Motivation
Compression can take 80-90% of the time of creating a zipfile. Caching this work can speed up the creation time of zipfiles by up to 5-10x.
Design Problem
In zipfiles, each file is individually and independently compressed. Therefore, when copying individual files between zipfiles, decompressing and recompressing is unnecessary work. However, we must do this work with the current Zipfile stdlib implementation.
Proposed Solution
- add the ability to read files from a zipfile without decompressing them
- add the ability to write precompressed files to a zipfile
Proposed API Design
Individual files within a zipfile contain two sections:
- zinfo, which contains metadata about the zipfile, such as:
- the filename
- how the file was compressed (what algorithm was used)
- a CRC to check the data integrity when it’s decompressed
- the file data itself
A file’s zinfo provides all the metadata necessary for writing a precompressed file to a zipfile. The ZipFile stdlib already includes a method, ZipFile.getinfo(name)
, to return a file’s zinfo. Therefore, we need to add:
- a way to get file data from a zipfile without decompressing the data
- a way to write precompressed file data to a zipfile using the zinfo
To achieve this, I propose the following API changes.
APIs that affect both read and write
class ZipFile:
# Zipfile.open can perform both reading and writing
- def open(self, name, mode="r", pwd=None, *, force_zip64=False):
+ def open(self, name, mode="r", pwd=None, *, force_zip64=False,
+ precompressed=False):
APIs to read from ZipFile without decompressing files
class ZipExtFile(io.BufferedIOBase):
def __init__(self, fileobj, mode, zipinfo, pwd=None,
- close_fileobj=False):
+ close_fileobj=False, decompress=True):
class ZipFile:
- def read(self, name, pwd=None):
+ def read(self, name, pwd=None, decompress=True):
APIs to write to ZipFile with precompressed files
Design option 1 - add two new methods to the ZipFile class
class ZipFile:
+ def write_precompressed(self, fileobject, zinfo):
+ def writestr_precompressed(self, data, zinfo):
Design option 2 - extend existing ZipFile class methods
class ZipFile:
def writestr(self, zinfo_or_arcname, data,
- compress_type=None, compresslevel=None):
+ compress_type=None, compresslevel=None, *,
+ precompressed=False):
- def write(self, filename, arcname=None,
- compress_type=None, compresslevel=None):
+ def write(self, file, arcname=None,
+ compress_type=None, compresslevel=None,
+ *, zinfo=None, precompressed=False):
A significant aspect to the changes in design option 2 is Zipfile.write
’s filename parameter
We could change ZipFile.write
to accept a file-like object as well as a filename. Note that this design might be desirable independently of the changes proposed in this document.

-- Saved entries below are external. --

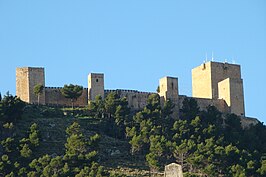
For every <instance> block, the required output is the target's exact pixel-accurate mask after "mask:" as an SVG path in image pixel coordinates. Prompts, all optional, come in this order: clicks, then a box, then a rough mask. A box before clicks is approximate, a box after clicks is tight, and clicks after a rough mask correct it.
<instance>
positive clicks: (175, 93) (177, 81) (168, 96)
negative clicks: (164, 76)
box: [159, 76, 179, 116]
mask: <svg viewBox="0 0 266 177" xmlns="http://www.w3.org/2000/svg"><path fill="white" fill-rule="evenodd" d="M159 88H160V92H159V95H160V97H161V98H162V103H164V101H166V100H171V101H172V102H173V103H174V104H175V108H174V113H175V114H176V115H177V116H178V115H179V93H178V78H175V77H168V76H167V77H163V78H161V79H160V81H159Z"/></svg>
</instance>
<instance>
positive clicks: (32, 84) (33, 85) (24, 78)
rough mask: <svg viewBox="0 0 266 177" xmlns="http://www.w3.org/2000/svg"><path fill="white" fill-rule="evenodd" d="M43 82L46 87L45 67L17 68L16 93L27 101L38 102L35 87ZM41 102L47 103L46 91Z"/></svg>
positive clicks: (43, 103) (37, 97)
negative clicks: (35, 90)
mask: <svg viewBox="0 0 266 177" xmlns="http://www.w3.org/2000/svg"><path fill="white" fill-rule="evenodd" d="M37 84H41V85H43V86H44V87H45V76H44V68H35V67H23V68H16V95H17V96H18V97H19V98H20V99H21V100H23V101H25V102H27V103H38V96H37V95H35V94H34V87H35V86H36V85H37ZM40 104H45V91H43V93H42V94H41V95H40Z"/></svg>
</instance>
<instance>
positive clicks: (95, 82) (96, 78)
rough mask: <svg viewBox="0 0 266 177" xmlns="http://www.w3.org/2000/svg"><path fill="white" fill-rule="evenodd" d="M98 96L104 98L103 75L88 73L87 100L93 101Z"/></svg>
mask: <svg viewBox="0 0 266 177" xmlns="http://www.w3.org/2000/svg"><path fill="white" fill-rule="evenodd" d="M97 95H100V96H101V97H102V98H104V74H99V73H90V74H89V76H88V99H89V101H93V100H95V97H96V96H97Z"/></svg>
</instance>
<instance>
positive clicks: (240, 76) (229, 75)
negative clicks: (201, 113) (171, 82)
mask: <svg viewBox="0 0 266 177" xmlns="http://www.w3.org/2000/svg"><path fill="white" fill-rule="evenodd" d="M192 96H193V97H196V98H208V99H214V100H215V99H223V100H225V102H226V103H227V106H228V107H229V108H230V110H231V113H234V114H236V115H243V116H244V115H245V108H244V92H243V80H242V79H241V69H240V65H236V64H228V63H219V62H212V61H210V62H207V63H203V64H202V65H201V66H198V67H196V68H194V69H193V70H192Z"/></svg>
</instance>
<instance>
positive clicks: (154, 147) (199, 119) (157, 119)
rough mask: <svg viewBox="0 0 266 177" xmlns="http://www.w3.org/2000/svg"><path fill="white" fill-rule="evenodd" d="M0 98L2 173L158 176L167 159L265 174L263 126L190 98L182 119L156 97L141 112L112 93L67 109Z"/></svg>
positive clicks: (217, 171)
mask: <svg viewBox="0 0 266 177" xmlns="http://www.w3.org/2000/svg"><path fill="white" fill-rule="evenodd" d="M0 103H1V104H0V120H1V129H0V130H1V148H0V155H1V157H2V158H1V160H0V176H40V175H43V176H149V175H154V176H162V172H163V168H164V166H165V165H166V164H169V163H172V162H177V163H179V164H181V165H182V167H183V171H184V172H185V176H204V175H205V176H264V175H265V174H266V156H265V153H266V144H265V143H266V139H265V138H266V127H265V126H264V125H263V124H262V123H258V124H257V125H255V126H250V127H249V128H246V129H243V128H242V127H241V123H240V118H239V117H237V116H236V115H234V114H230V115H223V114H221V113H220V112H219V111H218V110H217V109H216V108H215V107H209V108H208V109H207V110H206V111H200V110H199V108H198V106H197V102H196V101H195V100H193V99H185V100H184V103H183V105H184V106H183V108H182V109H181V114H180V119H177V118H176V117H172V115H173V114H172V108H173V104H172V103H171V102H170V101H167V102H166V103H165V104H164V105H163V106H161V104H160V99H159V98H158V95H151V96H150V98H149V99H148V105H147V106H146V107H145V108H144V109H143V110H139V111H133V110H130V109H129V108H128V107H127V101H126V100H125V99H124V98H119V97H118V95H116V93H110V94H109V95H108V96H107V97H106V98H105V99H104V100H102V99H101V98H100V97H98V98H97V99H96V101H95V102H93V103H92V104H91V105H90V107H89V108H75V109H74V110H73V111H72V109H71V108H58V107H47V106H37V105H27V104H26V103H24V102H22V101H20V100H19V99H17V98H16V97H13V96H11V95H6V96H5V97H4V98H3V99H2V100H1V102H0ZM46 154H47V155H48V156H47V155H46Z"/></svg>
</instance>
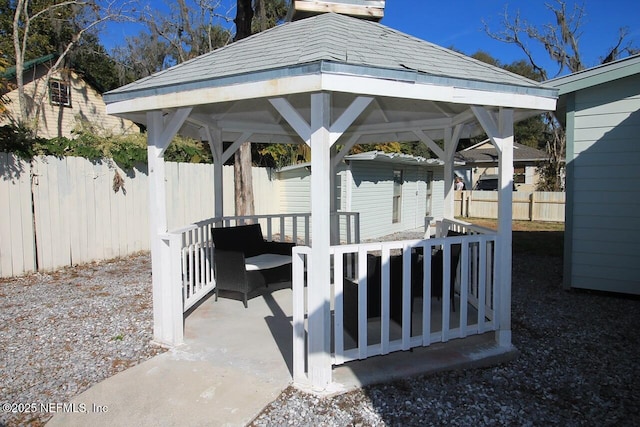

However, if we accept the file-like object as the first positional argument, then the parameter name filename
is no longer accurate. filename
could be changed to something generic, such as file
. However, this would introduce a backwards-incompatible change for code that uses keyword arguments. To address this, we could use a keyword-only filename
parameter, but since the first argument is positional, this would still cause a signature mismatch. To avoid this mismatch, the file
argument itself could have a default value set to None
, but this seems like a pretty significant change, especially to address the relatively small issue of a parameter name no longer being accurate. Additionally, it may be confusing.
Alternatively, if keep filename
as is, and simply add file
or fileobj
as a keyword argument, ZipFile.write
would still expect the filename
positional argument, which wouldn’t be necessary or used.
Another option is to allow the filename
parameter to accept zinfo
(which does include the filename, among other things), although this parameter name is still misleading. Then the file data could be supplied in a new keyword-only argument such precompressed_file
or fileobj
. However, if we want to accept file objects as an argument to ZipFile.write
not only when dealing with precompressed data, this signature wouldn’t support that, because it depends upon having the object’s zinfo.
Notes
The github user gpshead proposed a similar, but different solution here: Allow pre-compressed data to be written into zip files via the `zipfile` module. · Issue #113924 · python/cpython · GitHub I have based my work on his PR draft.
In that GitHub issue, serhiy-storchaka commented that:
I thought that it would be more useful to add a method that copies data (one or several entries) from a ZIP file to other ZIP file. It can be used to remove from a ZIP archive (there were several requests for this feature). It can be used to merge several ZIP files in one.
I created and tested the changes serhiy-storchaka suggested, and it worked effectively for my caching needs.
I searched for similar issues and proposals to this one, but I couldn’t find any. This might be due to my inexperience, since this is my first attempt at contributing to CPython.
Feedback
I am posting this document to solicit feedback, especially for the API proposal, although other feedback is also welcome.